Марконе яростно постучал трубкой, вытряхивая из нее пепел:
— А, да что там говорить! Все кончено, мы ничего больше не сможем для него сделать. Бедняга!
— Бедняга! — повторил Мартини вполголоса; он вдруг понял, что без Овода и ему самому мир будет казаться пустым и мрачным.
— А она что думает? — спросил контрабандист, посмотрев в другой конец комнаты, где Джемма сидела одна, сложив руки на коленях, глядя прямо перед собой невидящими глазами.
— Я не спрашивал. Она ничего не говорит с тех пор, как все узнала. Лучше ее не тревожить.
Джемма словно не замечала их; но они говорили вполголоса, как будто в комнате был покойник. Прошло несколько минут томительного молчания. Марконе встал и спрятал трубку в карман.
— Я вернусь вечером, — сказал он.
Но Мартини остановил его:
— Не уходите, мне надо поговорить с вами. — Он еще больше понизил голос и продолжал почти топотом: — Так вы думаете, что надежды нет?
— Не знаю, какая может быть надежда. Вторая попытка невозможна. Если бы даже он был здоров и выполнил свою часть работы, то мы не сможем сделать нашей. Всех часовых сменили, подозревают их в соучастии. И Сверчку уже ничего не удастся сделать — в этом можно не сомневаться.
— А вы не думаете, — спросил вдруг Мартини, — что когда он выздоровеет, мы сможем как-нибудь отвлечь внимание стражи?
— Отвлечь внимание стражи? Как же это?
— Мне пришла в голову мысль, что если в день Corpus Domini,[81] когда процессия будет проходить мимо крепости, я загорожу полковнику дорогу и выстрелю ему в лицо, все часовые бросятся ловить меня, а вы с товарищами могли бы в это время освободить Ривареса. Это даже еще и не план. Просто у меня мелькнула такая мысль.
— Вряд ли это удастся, — сказал Марконе очень серьезно. — Надо, конечно, основательно все обдумать. Но… — он остановился и взглянул на Мартини, — но если это окажется возможным, вы… согласитесь выстрелить в полковника?
Мартини был человек сдержанный. Но сейчас он забыл о сдержанности. Его глаза встретились с глазами контрабандиста.
— Соглашусь ли я? — повторил он. — Посмотрите на нее!
Других объяснений не понадобилось. Этими словами было сказано все. Марконе повернулся и посмотрел на Джемму.

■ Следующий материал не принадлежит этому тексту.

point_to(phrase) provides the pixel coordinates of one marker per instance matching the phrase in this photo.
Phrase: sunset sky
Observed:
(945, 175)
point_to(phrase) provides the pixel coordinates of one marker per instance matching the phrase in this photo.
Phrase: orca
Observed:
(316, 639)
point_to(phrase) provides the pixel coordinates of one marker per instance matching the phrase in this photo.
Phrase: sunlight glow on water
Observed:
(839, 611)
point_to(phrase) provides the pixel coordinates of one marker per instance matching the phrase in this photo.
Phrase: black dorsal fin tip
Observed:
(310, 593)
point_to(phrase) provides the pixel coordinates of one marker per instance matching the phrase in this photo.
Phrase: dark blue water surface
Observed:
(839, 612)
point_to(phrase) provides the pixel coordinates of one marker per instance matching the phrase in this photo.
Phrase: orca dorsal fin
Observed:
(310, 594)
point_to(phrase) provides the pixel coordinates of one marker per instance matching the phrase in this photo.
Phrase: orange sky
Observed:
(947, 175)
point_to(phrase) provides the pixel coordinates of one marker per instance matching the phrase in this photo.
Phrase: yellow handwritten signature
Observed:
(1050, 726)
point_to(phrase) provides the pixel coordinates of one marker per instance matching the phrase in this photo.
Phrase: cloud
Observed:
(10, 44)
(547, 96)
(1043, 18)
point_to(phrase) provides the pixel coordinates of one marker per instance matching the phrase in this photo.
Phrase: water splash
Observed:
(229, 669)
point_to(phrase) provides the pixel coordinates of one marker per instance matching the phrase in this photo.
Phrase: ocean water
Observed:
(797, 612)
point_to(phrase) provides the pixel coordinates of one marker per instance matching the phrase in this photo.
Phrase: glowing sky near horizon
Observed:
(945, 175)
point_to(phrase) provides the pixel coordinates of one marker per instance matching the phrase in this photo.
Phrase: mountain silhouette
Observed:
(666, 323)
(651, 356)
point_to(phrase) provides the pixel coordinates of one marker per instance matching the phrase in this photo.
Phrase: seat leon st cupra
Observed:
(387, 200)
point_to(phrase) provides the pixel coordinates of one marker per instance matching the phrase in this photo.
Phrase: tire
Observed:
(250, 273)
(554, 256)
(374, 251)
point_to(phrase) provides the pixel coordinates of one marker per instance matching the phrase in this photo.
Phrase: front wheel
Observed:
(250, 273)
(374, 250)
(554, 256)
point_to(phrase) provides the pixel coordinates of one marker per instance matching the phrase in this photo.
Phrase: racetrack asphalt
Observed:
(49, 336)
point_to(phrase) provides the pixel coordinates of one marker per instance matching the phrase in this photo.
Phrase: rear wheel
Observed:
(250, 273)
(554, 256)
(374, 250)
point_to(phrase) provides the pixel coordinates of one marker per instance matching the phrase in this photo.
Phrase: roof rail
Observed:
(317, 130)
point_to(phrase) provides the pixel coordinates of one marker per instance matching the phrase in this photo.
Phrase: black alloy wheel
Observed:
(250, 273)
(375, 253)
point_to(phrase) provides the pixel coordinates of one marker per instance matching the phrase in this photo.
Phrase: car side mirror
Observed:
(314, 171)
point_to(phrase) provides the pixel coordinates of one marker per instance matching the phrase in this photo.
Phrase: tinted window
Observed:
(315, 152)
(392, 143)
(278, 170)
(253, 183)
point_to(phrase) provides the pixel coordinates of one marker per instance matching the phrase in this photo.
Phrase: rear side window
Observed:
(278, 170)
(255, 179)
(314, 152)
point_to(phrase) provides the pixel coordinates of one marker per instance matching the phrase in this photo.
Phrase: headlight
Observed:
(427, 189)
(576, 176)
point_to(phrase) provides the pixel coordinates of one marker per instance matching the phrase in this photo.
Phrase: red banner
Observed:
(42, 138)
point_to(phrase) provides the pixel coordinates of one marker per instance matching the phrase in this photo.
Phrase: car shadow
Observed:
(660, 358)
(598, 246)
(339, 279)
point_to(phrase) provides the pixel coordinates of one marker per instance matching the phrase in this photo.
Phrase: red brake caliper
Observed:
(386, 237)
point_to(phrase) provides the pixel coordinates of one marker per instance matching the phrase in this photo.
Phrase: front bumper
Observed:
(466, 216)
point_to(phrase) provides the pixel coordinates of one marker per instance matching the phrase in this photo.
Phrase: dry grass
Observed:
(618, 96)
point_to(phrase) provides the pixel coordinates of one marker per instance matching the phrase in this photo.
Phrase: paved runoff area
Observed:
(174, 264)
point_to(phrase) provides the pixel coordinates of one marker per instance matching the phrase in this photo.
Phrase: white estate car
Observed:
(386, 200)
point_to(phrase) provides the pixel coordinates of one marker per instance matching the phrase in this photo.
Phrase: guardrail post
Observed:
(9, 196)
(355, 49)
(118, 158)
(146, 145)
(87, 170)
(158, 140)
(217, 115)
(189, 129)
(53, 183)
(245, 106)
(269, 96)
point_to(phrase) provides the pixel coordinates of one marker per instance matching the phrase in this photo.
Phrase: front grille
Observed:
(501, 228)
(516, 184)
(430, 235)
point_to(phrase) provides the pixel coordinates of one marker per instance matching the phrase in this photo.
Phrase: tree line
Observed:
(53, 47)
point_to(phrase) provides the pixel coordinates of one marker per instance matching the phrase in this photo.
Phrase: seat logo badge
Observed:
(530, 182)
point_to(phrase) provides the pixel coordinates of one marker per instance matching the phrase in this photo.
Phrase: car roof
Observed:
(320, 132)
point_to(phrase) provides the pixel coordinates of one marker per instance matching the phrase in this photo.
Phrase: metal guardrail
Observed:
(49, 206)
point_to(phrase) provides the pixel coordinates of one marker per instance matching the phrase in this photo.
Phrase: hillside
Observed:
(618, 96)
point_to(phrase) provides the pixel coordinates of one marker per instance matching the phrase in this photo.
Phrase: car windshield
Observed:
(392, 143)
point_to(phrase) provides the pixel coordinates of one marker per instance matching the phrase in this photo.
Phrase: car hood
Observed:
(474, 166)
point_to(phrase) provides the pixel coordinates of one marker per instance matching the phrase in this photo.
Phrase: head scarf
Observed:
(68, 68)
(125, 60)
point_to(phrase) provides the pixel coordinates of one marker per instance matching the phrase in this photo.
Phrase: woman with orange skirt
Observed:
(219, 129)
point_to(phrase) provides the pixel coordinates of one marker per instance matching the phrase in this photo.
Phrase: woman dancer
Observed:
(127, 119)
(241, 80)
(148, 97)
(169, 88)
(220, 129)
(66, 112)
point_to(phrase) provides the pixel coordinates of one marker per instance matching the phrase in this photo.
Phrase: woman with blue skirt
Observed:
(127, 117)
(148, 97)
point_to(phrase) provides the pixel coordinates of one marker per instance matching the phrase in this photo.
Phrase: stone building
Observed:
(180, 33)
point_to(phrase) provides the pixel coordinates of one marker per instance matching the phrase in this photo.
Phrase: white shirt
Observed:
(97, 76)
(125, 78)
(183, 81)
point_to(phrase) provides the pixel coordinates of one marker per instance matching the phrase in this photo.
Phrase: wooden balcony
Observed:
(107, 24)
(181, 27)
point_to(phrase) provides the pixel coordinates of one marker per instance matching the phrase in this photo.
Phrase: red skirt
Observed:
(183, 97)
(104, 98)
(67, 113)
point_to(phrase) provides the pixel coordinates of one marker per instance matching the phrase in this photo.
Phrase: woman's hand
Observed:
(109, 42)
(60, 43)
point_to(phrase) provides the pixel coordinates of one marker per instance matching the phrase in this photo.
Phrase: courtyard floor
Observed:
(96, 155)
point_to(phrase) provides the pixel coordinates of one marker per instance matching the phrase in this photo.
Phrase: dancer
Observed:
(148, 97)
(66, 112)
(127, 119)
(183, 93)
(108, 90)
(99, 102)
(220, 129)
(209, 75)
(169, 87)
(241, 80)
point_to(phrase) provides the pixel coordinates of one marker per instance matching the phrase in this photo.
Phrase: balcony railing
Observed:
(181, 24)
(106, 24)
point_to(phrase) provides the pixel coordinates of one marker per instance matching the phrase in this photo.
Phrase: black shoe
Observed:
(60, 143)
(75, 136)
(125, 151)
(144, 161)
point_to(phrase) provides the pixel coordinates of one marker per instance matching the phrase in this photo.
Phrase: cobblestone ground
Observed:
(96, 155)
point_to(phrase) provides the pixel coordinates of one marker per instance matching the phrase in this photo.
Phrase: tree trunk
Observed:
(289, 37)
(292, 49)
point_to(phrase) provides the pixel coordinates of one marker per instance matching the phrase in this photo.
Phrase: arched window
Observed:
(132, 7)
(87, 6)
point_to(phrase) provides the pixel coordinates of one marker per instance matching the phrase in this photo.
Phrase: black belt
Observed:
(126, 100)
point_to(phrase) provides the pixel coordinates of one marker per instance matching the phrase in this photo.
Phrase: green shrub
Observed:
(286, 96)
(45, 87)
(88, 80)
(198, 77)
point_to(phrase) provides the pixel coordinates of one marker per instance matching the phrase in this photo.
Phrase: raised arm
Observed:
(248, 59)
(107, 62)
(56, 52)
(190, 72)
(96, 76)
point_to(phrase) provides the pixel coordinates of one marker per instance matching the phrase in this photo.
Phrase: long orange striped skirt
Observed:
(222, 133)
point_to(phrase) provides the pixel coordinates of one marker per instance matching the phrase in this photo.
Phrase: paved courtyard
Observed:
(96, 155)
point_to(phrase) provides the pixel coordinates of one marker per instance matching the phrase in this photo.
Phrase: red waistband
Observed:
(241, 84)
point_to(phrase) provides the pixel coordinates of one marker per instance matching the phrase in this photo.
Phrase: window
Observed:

Она не шелохнулась с тех пор, как начался этот разговор. На лице ее не было ни сомнения, ни страха, ни даже страдания — на нем лежала тень смерти. Глаза контрабандиста наполнились слезами, когда он взглянул на нее.
— Торопись, Микеле, — сказал он, открывая дверь на веранду. — Вы оба, верно, совсем выбились из сил, но дел впереди еще много.
Микеле, а за ним Джино вошли в комнату.
— Я готов, — сказал Микеле. — Хочу только спросить синьору…
Он шагнул к Джемме, но Мартини схватил его за рукав:
— Не трогайте ее. Ей лучше побыть одной.
— Оставьте ее в покое, — прибавил Марконе. — Проку не будет от наших утешений! Видит бог, всем нам тяжело. Но ей, бедняжке, хуже всех.
V
Целую неделю Овод находился в очень тяжелом состоянии. Припадок был жестокий, а перепуганный и обозленный полковник не только заковал больного в ручные и ножные кандалы, но велел еще привязать его к койке ремнями. Ремни были затянуты так туго, что при каждом движении врезались в тело. Вплоть до конца шестого дня Овод переносил все это стоически. Потом гордость его была сломлена, и он чуть не со слезами умолял тюремного врача дать ему опиум. Врач охотно согласился, но полковник, услышав о просьбе, строго воспретил «такое баловство».